Par avenant à effet du 15 juillet 2020 ? Monsieur [S] [F] est demeuré seul locataire dudit logement, Madame [V] [M] ayant donné congé pour le 15 juillet 2020.
Par acte en date du 17 avril 2025, Madame [K] [J] a fait assigner Monsieur [S] [F] devant le juge des contentieux de la protection du tribunal judiciaire de REIMS aux fins de voir:
— déclarer Madame [K] [J] recevable et fondée en ses demandes,
— y faisant droit,
— juger que Monsieur [S] [F] n’a pas satisfait aux clauses du commandement de payer visant la clause résolutoire du bail délivré le 17 décembre 2024,
— juger en conséquence que la clause résolutoire du bail se trouve acquise au profit de Madame [K] [J] à effet du 18 février 2025,
— ordonner l’expulsion des lieux du locataire et de tous biens et occupants de son chef au besoin avec l’appui de la force publique,
— mettre à la charge du locataire une indemnité d’occupation d’un montant équivalent au loyer dû, soit à ce jour 853,63 euros par mois à compter de la date de résiliation du bail jusqu’à la date effective de libération des lieux,
— condamner Monsieur [S] [F] à régler à Madame [K] [J] la somme totale de 6.475,30 euros à titre d’impayés locatifs arrêtés au 1er avril 2025, somme devant être majorée des intérêts au taux légal à valoir sur la somme de 4.268,63 euros à compter du 08 novembre 2024, date de mise en demeure, puis à hauteur de 5.122,26 euros à compter du 17 décembre 2024, date du commandement, puis de 6.475,30 euros à compter de la date de délivrance de la présente assignation jusqu’à parfait paiement,
— juger qu’un état des lieux contradictoire sera réalisé par voie d’huissier de justice au jour de la remise des clés ou de l’expulsion, le coût de cette diligence devant être pris en charge par moitié entre la requérante et le requis,
— condamner Monsieur [S] [F] à payer à Madame [K] [J] la somme de 1.500 euros sur le fondement de l’article 700 du code de procédure civile,
— condamner le requis en tous les dépens de la présente instance lesquels comprendront notamment le coût du commandement de payer, de sa dénonciation aux organismes préfectoraux compétents, le coût de la présente assignation et de sa notification aux dits organismes ainsi que tous les frais de signification de poursuites et d’exécution à échoir,
— rappeler l’exécution provisoire de droit attachée à la décision à intervenir,
— débouter le requis de toutes demandes, fins et conclusions plus amples ou contraires.
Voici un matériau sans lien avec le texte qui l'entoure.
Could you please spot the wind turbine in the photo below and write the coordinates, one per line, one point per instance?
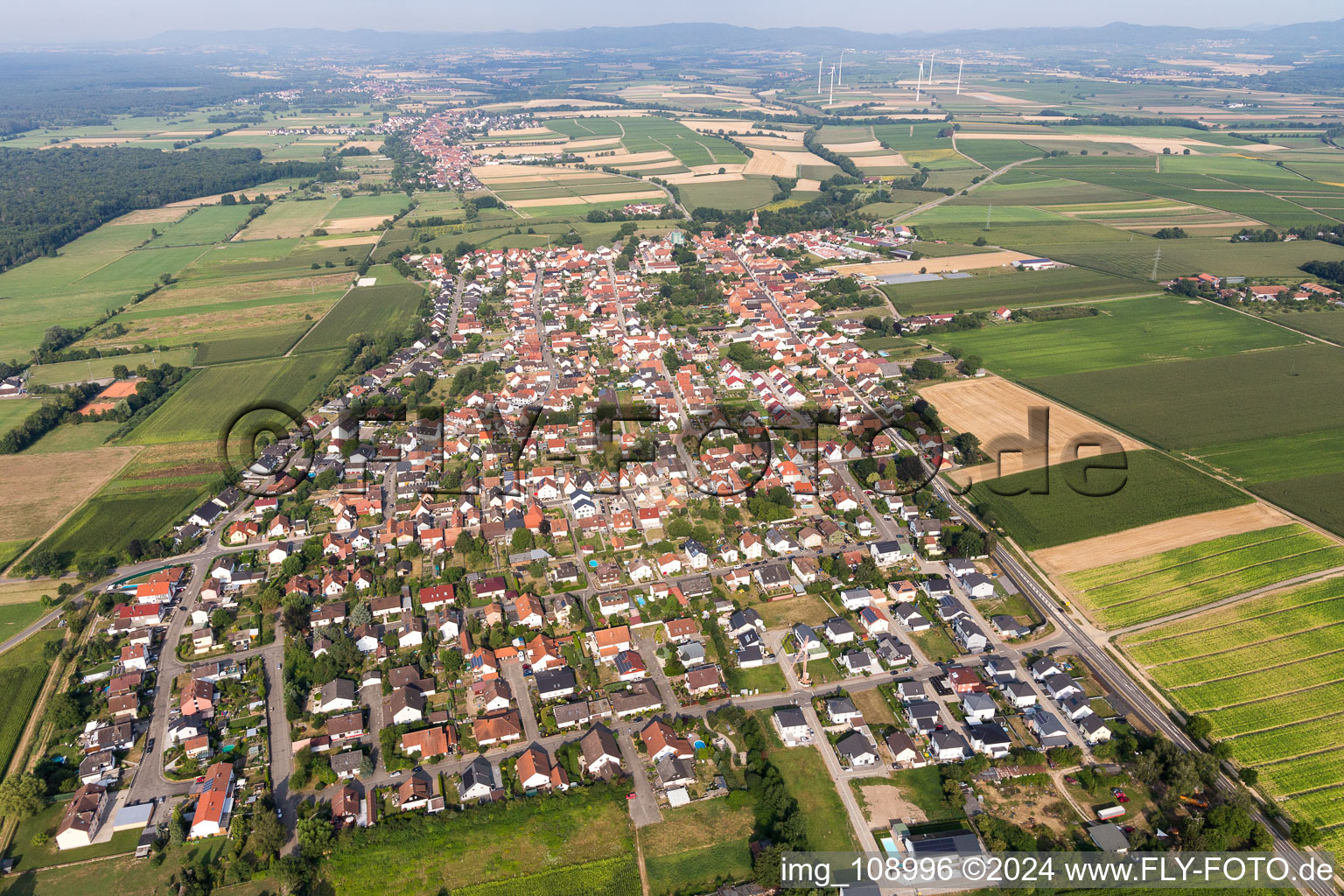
(840, 74)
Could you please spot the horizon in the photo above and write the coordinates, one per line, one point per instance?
(78, 22)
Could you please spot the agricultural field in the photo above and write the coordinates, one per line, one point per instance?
(200, 407)
(1248, 416)
(100, 368)
(531, 846)
(288, 218)
(67, 479)
(1266, 673)
(17, 410)
(1150, 488)
(1188, 578)
(750, 192)
(697, 846)
(819, 803)
(203, 226)
(1123, 333)
(990, 288)
(375, 311)
(108, 522)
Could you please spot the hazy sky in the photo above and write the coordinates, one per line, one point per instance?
(93, 20)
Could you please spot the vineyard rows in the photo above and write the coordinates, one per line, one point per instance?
(1253, 609)
(1286, 743)
(1230, 637)
(1250, 659)
(1306, 673)
(1324, 808)
(1206, 569)
(1100, 577)
(1308, 773)
(1277, 710)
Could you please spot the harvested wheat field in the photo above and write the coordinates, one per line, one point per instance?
(935, 265)
(996, 411)
(67, 479)
(354, 225)
(1156, 537)
(691, 178)
(150, 216)
(593, 198)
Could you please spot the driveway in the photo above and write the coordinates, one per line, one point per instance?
(644, 808)
(512, 672)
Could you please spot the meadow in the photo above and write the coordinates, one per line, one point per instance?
(108, 522)
(97, 368)
(750, 192)
(374, 311)
(203, 226)
(819, 803)
(1187, 578)
(1124, 333)
(697, 846)
(993, 286)
(200, 410)
(1225, 399)
(1151, 488)
(1266, 673)
(691, 148)
(573, 843)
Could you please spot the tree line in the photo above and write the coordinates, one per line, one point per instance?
(52, 196)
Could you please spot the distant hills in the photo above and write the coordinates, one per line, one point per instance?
(1293, 38)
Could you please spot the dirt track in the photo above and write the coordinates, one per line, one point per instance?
(1167, 535)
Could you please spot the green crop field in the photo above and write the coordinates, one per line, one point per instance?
(200, 409)
(203, 226)
(729, 195)
(1138, 331)
(819, 803)
(691, 148)
(996, 153)
(100, 368)
(697, 846)
(373, 311)
(108, 522)
(1151, 488)
(1221, 401)
(584, 128)
(388, 205)
(993, 286)
(1228, 567)
(20, 684)
(1266, 672)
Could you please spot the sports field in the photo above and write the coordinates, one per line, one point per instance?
(1082, 504)
(1124, 333)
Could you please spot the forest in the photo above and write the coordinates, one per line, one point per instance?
(72, 89)
(52, 196)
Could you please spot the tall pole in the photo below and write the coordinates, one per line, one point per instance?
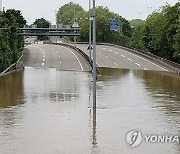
(1, 5)
(90, 30)
(94, 54)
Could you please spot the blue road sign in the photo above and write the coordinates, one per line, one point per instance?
(114, 25)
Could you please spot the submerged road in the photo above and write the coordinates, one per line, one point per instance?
(108, 56)
(56, 56)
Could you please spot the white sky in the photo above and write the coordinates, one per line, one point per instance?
(129, 9)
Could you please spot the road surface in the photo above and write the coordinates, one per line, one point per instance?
(56, 56)
(108, 56)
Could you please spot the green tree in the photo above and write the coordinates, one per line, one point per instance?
(65, 16)
(11, 43)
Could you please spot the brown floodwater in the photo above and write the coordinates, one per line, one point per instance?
(48, 111)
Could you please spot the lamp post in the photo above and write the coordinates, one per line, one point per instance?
(75, 25)
(90, 30)
(94, 54)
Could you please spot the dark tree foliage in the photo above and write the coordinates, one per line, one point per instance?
(160, 34)
(11, 43)
(65, 16)
(42, 23)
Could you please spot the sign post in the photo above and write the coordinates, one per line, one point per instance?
(114, 27)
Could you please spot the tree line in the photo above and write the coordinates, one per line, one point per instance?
(11, 43)
(159, 34)
(65, 16)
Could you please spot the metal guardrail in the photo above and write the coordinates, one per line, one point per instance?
(13, 66)
(78, 50)
(171, 66)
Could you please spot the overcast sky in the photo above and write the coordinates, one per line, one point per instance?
(129, 9)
Au soutien de ses prétentions, Madame [K] [J] a fait valoir que Monsieur [S] [F], après avoir reçu une première mise en demeure en date du 08 novembre 2024 d’avoir à régler l’arriéré locatif, ne s’était pas acquitté de l’arriéré locatif dans le délai imparti par le commandement de payer délivré le 17 décembre 2024.
À l’audience du juge des contentieux de la protection du tribunal judiciaire de REIMS du 19 septembre 2025, Madame [K] [J], représentée par son conseil, maintient ses prétentions.
Elle précise que l’arriéré locatif s’élève au 1er septembre 2025, (terme de septembre 2025 inclus) à la somme de 10.537,08 euros.
Elle fait valoir que le locataire n’a plus réglé son loyer depuis le mois de juin 2024 et qu’elle est opposée à l’octroi de tous délais de paiement.
Monsieur [S] [F], comparant en personne, ne conteste pas la dette locative.
Il indique qu’il aura déménagé pour le 30 octobre 2025 et résidera alors chez sa mère à [Localité 6].
Il précise par ailleurs ne disposer pour toutes ressources que du RSA, soit la somme de 614 euros par mois.
Le rapport des services sociaux a été reçu avant l’audience lors de laquelle il en a été donné lecture. Il mentionne que Monsieur [S] [F], qui est bénéficiaire du RSA et est autoentrepreneur depuis plusieurs années, s’est trouvé en difficulté en 2024 dans le règlement de son loyer par rapport à son budget, qu’en effet un client ne lui a pas réglé les factures concernant son intervention et que depuis, son entreprise est en liquidation judiciaire et que Monsieur ne devrait pas percevoir d’indemnités, ce manque de trésorerie mettant en difficulté la situation financière du défendeur lequel a entrepris des démarches pour devenir aidant familial afin d’assister sa mère et être hébergé au sein du logement familial.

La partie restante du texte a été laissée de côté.